Long term disability: Any Canadian who is suffering from a long-term disability, who is eligible for the disability tax credit and is less than 60 years old, can apply for a Registered Disability Savings Plan (RDSP). The current rules dictate that a person who has such a plan must close it in a short time period if the beneficiary is no longer eligible for the disability tax credit. The plan holder can keep the plan open for four years but only if a medical doctor certifies that the beneficiary will again qualify for the credit. The new budget proposes to eliminate this time period where the plan must be closed meaning that the plan will be kept open indefinitely and does not need a medical doctor to certify it.

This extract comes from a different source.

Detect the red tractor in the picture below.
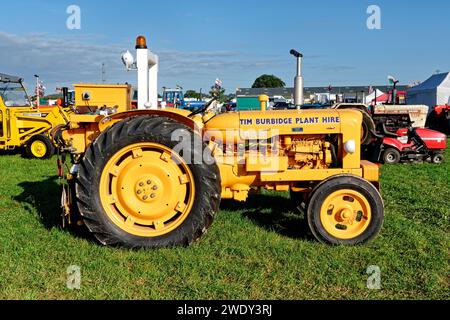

Canada student loans interest: When a student graduates from university or college it is not always guaranteed that they will find a job immediately. As a result, there is a six-month grace given before payments are made. However, interest is being charged on the six-month grace period. The new budget proposes that there will be no interest accruing on the loan balance in respect of the six-month grace period, making it easier on the new graduate.
Real estate tax compliance: The budget proposes to provide 50 million dollars to the CRA to create four audit teams to go strongly behind the real estate sector to ensure that they report all sales of all properties, money made via flipping is reported as income and commissions are reported as income.
This list is not exhaustive and there are of course many more items but as it applies to the man in the street, these are the ones that will affect you directly.